Introduced June 17, 2025 by Roger Wayne Marshall · Last progress June 17, 2025
The bill increases transparency, multi-year predictability, and fiscal discipline in the federal budget process but does so at the cost of substantial upfront administrative burden, reduced near-term fiscal flexibility (especially for emergencies and inflation), and procedural rigidity that could disproportionately strain smaller agencies and complicate timely responses.
Taxpayers, Members of Congress, and independent researchers gain access to CBO models, data, and more detailed activity-level budget justifications, enabling outside replication, scrutiny, and clearer visibility into recurring federal spending.
Federal agencies, state and local recipients, and contractors get two-year appropriations and biennial planning, giving them more predictable funding and improved ability to plan multi-year projects.
Congress and taxpayers benefit from stronger procedural rules and scoring changes that limit ad-hoc budget insertions and emphasize current‑law scoring, which can improve fiscal transparency and discipline.
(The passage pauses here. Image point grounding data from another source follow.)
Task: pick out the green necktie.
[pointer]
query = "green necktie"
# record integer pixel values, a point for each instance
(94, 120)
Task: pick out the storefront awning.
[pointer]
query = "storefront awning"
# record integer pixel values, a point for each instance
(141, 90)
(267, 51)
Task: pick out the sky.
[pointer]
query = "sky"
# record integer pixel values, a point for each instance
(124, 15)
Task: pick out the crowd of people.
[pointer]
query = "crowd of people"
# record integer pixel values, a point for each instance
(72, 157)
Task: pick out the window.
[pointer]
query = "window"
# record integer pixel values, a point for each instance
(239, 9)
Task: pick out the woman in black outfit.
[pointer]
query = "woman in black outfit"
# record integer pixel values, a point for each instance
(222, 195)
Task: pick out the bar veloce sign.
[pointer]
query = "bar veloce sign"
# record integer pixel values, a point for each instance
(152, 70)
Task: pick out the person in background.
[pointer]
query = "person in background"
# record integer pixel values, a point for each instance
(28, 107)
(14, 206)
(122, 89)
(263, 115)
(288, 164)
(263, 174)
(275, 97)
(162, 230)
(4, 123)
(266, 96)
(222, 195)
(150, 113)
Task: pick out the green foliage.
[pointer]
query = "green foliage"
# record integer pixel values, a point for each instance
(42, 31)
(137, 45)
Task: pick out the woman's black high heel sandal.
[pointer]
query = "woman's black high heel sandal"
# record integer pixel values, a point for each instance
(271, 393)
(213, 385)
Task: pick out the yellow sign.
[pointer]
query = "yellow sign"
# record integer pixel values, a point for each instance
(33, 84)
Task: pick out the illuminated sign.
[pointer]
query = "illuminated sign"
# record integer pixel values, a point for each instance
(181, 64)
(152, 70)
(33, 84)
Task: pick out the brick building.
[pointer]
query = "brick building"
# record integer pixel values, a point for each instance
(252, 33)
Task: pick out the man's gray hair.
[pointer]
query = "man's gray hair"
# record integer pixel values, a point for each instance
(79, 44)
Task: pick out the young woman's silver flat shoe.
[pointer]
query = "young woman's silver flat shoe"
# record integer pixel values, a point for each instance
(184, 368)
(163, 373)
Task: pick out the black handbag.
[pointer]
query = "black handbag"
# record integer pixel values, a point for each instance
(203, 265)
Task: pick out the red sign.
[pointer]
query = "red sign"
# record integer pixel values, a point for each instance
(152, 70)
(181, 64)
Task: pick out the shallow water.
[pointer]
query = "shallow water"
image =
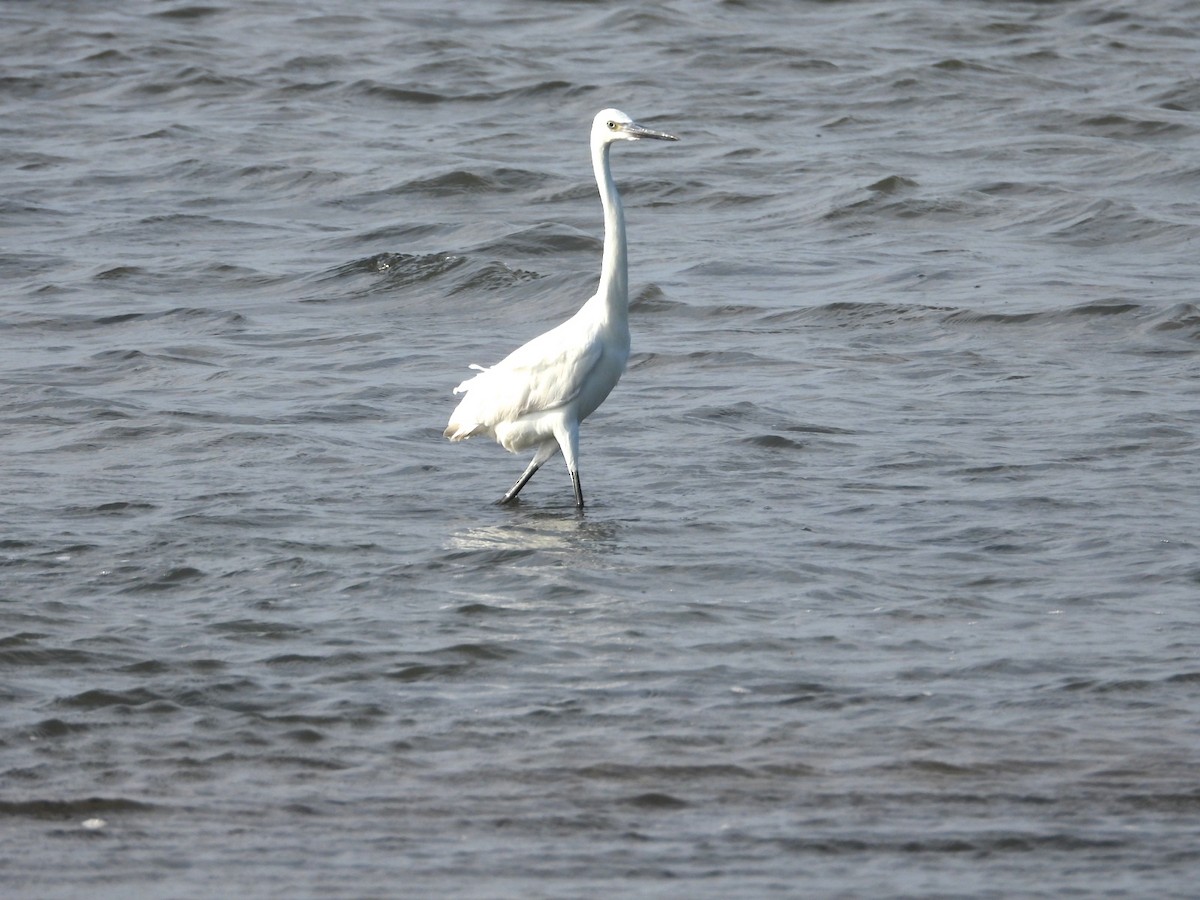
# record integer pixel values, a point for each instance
(888, 582)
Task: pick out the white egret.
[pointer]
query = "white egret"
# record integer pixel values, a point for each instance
(538, 395)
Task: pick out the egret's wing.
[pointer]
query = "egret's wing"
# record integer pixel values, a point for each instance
(544, 373)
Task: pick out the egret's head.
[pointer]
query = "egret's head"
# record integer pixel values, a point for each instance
(613, 125)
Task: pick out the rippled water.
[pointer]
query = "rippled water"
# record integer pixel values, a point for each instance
(888, 585)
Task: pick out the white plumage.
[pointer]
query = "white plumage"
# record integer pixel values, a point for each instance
(538, 395)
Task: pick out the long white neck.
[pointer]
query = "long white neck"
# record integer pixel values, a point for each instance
(613, 291)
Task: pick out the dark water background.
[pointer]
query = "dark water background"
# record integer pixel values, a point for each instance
(889, 583)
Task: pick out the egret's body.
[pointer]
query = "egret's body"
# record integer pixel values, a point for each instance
(538, 395)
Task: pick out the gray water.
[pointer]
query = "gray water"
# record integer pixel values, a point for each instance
(888, 583)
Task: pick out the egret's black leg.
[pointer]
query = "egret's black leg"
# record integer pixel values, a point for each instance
(544, 453)
(521, 483)
(579, 490)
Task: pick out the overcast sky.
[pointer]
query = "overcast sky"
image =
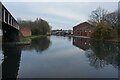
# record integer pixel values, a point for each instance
(60, 15)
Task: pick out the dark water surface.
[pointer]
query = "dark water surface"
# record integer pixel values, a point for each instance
(61, 57)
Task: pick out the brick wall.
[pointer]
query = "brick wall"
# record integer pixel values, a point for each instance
(25, 32)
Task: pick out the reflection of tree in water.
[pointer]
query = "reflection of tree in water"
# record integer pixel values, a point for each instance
(10, 65)
(102, 54)
(40, 44)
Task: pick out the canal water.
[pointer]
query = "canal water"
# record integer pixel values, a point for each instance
(61, 57)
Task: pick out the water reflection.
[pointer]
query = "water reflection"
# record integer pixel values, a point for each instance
(11, 63)
(39, 44)
(99, 53)
(82, 43)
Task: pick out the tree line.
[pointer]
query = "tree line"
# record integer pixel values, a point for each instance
(38, 27)
(105, 22)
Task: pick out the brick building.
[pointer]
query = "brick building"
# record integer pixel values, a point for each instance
(83, 29)
(25, 32)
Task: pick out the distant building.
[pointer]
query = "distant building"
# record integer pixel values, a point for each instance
(83, 29)
(25, 32)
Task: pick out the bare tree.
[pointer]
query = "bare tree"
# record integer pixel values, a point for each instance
(112, 18)
(98, 15)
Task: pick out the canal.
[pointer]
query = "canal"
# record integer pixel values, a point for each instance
(61, 57)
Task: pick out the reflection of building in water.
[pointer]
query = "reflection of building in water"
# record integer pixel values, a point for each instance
(102, 54)
(39, 44)
(10, 65)
(82, 43)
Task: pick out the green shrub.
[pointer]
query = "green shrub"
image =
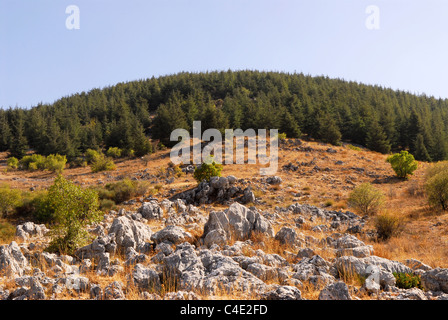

Federal agencies, OMB, and the CBO will face substantial new administrative and compliance costs (staff time, platform/legal reviews, reporting) to publish models, produce activity-level justifications, and prepare two‑year plans.
Taxpayers, state and local governments, and emergency responders could lose fiscal flexibility because biennial appropriations and baseline rules that exclude emergency/supplemental funding and inflation make rapid budget adjustments harder and understate future needs.
Smaller agencies, state and local governments, and some programs may lack capacity to produce robust zero‑based and efficiency metrics, leading to inconsistent justifications, superficial analysis, and risk of underfunding effective activities.
Based on analysis of 11 sections of legislative text.
Requires the Congressional Budget Office to publish the models, code, and data behind its cost and economic estimates (with limited nondisclosure exceptions); mandates zero‑based budgeting materials from agencies and shifts most federal budgeting and appropriations to a two‑year (biennial) cycle with new deadlines, points-of-order, and travel penalties tied to timely budgets. Also raises the Senate vote threshold to two‑thirds for waiving many budget rules and creates a new point of order to enforce Budget Committee jurisdiction, and it narrows how the federal budget baseline is defined. Most changes take effect in stages: some managerial actions begin in 2026, CBO transparency begins six months after enactment, and the main biennial and baseline rules apply starting January 1, 2027 (for the biennium beginning FY2028).